A: Check with all of your payers now and review your contracts to understand timely filing issues with ICD-10. The more testing you do ahead of time the better. Your software vendor and clearinghouse should also provide code scrubbing to help reduce problems. It would be wise to use your billing software to closely monitor rejections on a daily basis during the transition so you can fix problems whether they are caught at the software level, clearinghouse level, or payer level as soon as they happen. Your software vendor may also offer a no response tool to track claims that have not had any response in a specific period of time so that you can look into those before the submission period ends. For example, if most of your payers generally remit in 14 days or less then set your no response for three weeks. That gives an extra cushion for the payer but alerts you that you haven’t been paid or received a denial for those claims. For actual rejections from the payer, you’ll need to follow the same process you use now to resubmit them.

If you missed this event, you can view the recorded presentation ICD-10: Don’t Freak Out!
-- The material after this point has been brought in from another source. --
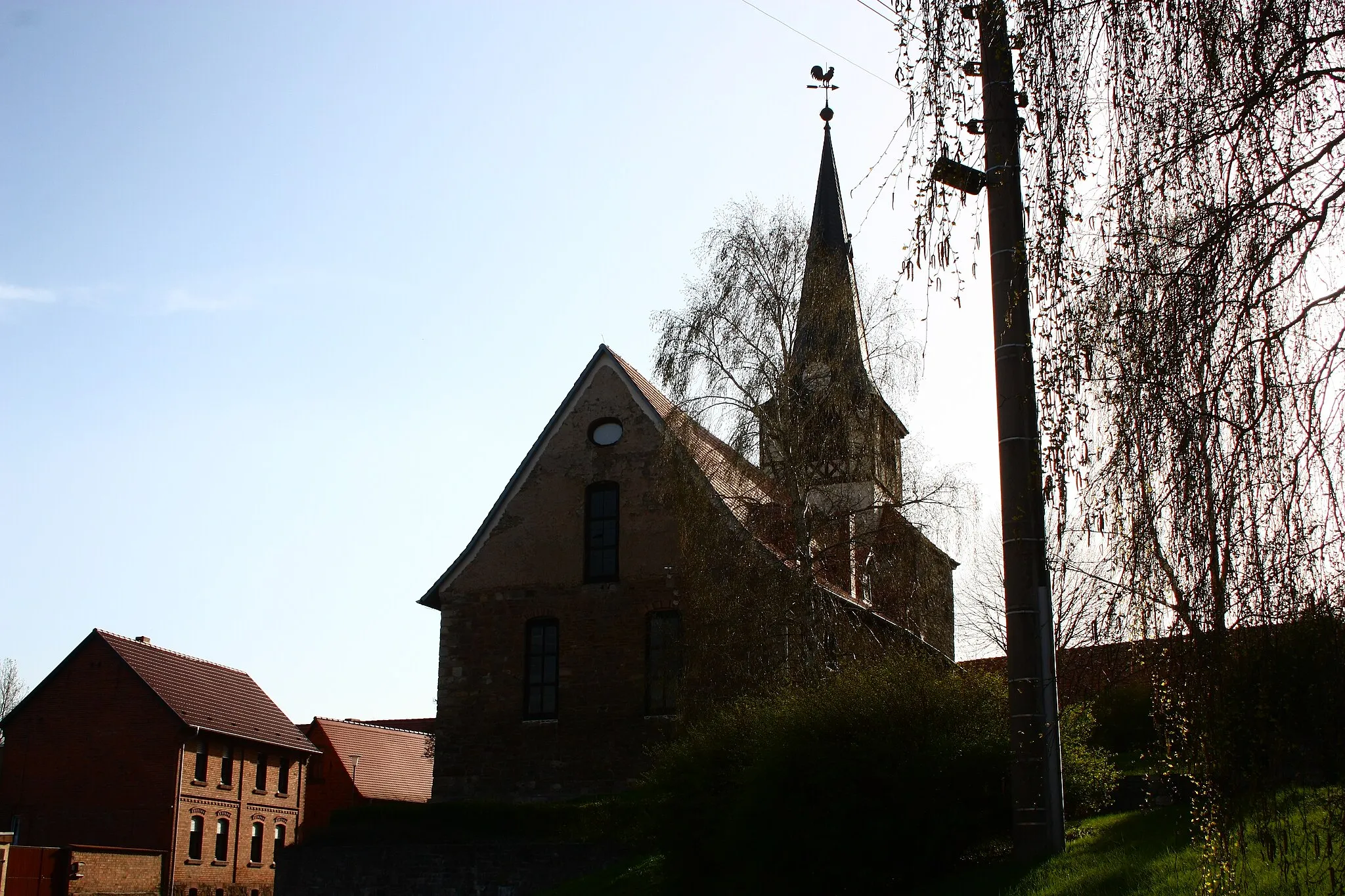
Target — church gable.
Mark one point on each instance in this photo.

For more tools and resources, you can also visit this ICD-10 resource page, or read more helpful ICD-10 articles.

About the Speaker:

Rochelle Glassman discusses the cost of bad customer service for Kareo

Rochelle Glassman, a passionate advocate for physicians and medical practices who has devoted her career to helping doctors get paid. Rochelle is the President & CEO of United Physician Services, and is a nationally recognized healthcare consultant known for her candor, tenacity, and vision.

1 Comment »

    Brad Howard said:

    Thank you for stressing that practices need their books and can’t completely rely on their software!! I have been doing ICD-10 bootcamps for past year and also perform audits and the one thing I tell all practices is to have at least one copy to reference – the coding guidelines at the beginning of each chapter are something that are easy to overlook when relying on software and are SO important.